Caroline A. Jones is a full Professor at MIT, teaching in the History, Theory, Criticism section of the Department of Architecture and also serving as Associate Dean for Strategic Initiatives in the School of Architecture and Planning. She studies modern and contemporary art, with a particular focus on its technological modes of production, distribution, and reception, and on its interface with sciences such as physics, neuroscience, and biology. Her essays on modern and contemporary art have appeared in journals ranging from Artforum to Critical Inquiry to Science in Contextshe is solo author of several books and exhibition catalogues, and a co-editor of volumes that examine technology and the senses, art and neuroscience, and art history and history of science as parallel inquiries. Collaborative work with historian of science and physicist Peter L. Galison will culminate in a book on scientific and viral images of environmental harm, titled Invisibilities: Seeing and Unseeing the Anthropocene (forthcoming with Zone Books at Princeton University press).
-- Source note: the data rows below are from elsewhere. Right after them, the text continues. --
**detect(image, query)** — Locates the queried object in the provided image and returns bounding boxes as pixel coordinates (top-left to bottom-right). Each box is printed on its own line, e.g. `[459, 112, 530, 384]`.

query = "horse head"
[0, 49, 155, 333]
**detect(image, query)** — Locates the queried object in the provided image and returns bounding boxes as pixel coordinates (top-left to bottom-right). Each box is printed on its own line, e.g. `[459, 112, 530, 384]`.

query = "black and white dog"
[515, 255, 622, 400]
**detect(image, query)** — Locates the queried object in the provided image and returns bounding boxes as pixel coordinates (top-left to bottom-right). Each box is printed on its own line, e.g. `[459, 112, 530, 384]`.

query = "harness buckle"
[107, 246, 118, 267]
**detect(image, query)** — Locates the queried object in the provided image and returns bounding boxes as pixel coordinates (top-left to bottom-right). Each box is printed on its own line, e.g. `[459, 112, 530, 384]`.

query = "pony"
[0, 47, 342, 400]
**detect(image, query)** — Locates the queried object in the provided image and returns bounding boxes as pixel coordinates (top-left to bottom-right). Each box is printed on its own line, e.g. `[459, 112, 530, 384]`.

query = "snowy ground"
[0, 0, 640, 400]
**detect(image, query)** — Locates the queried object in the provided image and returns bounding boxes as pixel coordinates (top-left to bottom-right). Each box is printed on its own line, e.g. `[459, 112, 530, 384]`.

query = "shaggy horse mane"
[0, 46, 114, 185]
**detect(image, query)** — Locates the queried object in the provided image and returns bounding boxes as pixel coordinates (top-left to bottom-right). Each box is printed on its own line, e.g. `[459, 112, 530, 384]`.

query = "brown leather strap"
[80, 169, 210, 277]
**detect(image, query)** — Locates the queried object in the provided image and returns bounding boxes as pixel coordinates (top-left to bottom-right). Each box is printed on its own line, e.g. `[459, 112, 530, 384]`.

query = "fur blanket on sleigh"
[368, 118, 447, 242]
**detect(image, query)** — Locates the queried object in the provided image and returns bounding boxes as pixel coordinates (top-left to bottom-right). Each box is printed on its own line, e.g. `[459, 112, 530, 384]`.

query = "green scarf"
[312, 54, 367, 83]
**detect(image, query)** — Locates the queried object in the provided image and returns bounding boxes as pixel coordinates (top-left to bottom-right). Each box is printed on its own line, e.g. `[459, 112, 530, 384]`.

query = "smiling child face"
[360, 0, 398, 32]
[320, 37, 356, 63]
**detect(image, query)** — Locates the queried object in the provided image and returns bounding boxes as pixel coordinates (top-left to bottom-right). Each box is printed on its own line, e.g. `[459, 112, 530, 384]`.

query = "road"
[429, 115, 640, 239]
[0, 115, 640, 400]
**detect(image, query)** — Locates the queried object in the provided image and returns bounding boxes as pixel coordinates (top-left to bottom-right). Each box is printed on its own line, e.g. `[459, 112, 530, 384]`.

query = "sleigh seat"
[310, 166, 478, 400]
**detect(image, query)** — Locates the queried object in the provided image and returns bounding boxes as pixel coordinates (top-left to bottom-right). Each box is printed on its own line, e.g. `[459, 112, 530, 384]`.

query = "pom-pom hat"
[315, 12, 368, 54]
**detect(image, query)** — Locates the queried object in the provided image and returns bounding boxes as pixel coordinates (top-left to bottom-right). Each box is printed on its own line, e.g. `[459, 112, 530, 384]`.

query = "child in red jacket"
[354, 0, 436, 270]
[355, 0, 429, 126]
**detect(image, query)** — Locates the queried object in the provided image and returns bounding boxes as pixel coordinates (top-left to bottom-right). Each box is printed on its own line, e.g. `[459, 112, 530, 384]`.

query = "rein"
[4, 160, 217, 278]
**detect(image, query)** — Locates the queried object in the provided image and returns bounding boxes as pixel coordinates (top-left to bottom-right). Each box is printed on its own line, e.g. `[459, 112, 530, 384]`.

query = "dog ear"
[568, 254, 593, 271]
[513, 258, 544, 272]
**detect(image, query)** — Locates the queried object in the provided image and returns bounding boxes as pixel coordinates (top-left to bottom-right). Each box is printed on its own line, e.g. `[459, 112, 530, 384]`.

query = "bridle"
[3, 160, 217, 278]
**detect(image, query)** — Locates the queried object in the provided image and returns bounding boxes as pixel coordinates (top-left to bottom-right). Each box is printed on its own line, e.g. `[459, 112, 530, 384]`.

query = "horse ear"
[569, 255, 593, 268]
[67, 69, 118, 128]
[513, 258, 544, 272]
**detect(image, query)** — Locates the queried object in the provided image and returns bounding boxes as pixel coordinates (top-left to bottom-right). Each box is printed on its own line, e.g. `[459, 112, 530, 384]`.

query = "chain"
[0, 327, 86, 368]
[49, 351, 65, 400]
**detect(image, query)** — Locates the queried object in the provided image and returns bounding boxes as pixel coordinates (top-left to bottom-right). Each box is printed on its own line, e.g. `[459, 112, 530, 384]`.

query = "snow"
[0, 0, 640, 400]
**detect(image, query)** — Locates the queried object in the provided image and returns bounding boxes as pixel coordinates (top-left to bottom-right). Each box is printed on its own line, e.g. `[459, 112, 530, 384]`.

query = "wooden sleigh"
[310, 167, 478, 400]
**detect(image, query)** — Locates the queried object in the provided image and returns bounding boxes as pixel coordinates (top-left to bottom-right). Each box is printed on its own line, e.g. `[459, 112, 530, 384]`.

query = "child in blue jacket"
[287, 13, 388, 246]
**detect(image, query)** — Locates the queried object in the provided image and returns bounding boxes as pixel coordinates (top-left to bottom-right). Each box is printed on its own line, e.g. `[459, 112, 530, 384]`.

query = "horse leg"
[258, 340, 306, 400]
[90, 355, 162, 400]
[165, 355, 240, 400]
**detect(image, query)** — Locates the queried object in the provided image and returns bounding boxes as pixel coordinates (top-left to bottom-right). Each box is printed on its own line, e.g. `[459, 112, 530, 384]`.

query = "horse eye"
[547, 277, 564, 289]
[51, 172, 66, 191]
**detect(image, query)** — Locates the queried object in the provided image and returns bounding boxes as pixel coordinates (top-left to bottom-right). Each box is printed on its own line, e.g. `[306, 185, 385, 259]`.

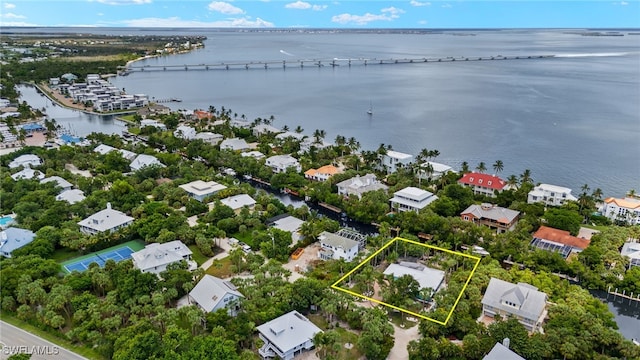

Her research has been supported with fellowships from the Guggenheim Foundation, the National Humanities Center, the Institute for Advanced Studies, the Radcliffe Institute, the Wissenschaftskolleg zu Berlin, the Max Planck Institute, the National Endowment for the Humanities, the Social Science Research Council, and other foundations interested in interdisciplinary inquiry emerging from art history.  Currently enmeshed with biologically-active art forms, she collaborated on curating the exhibition Symbionts: Contemporary Artists and the Biosphere, and on producing its algae-enriched publication from MIT Press, Fall 2022.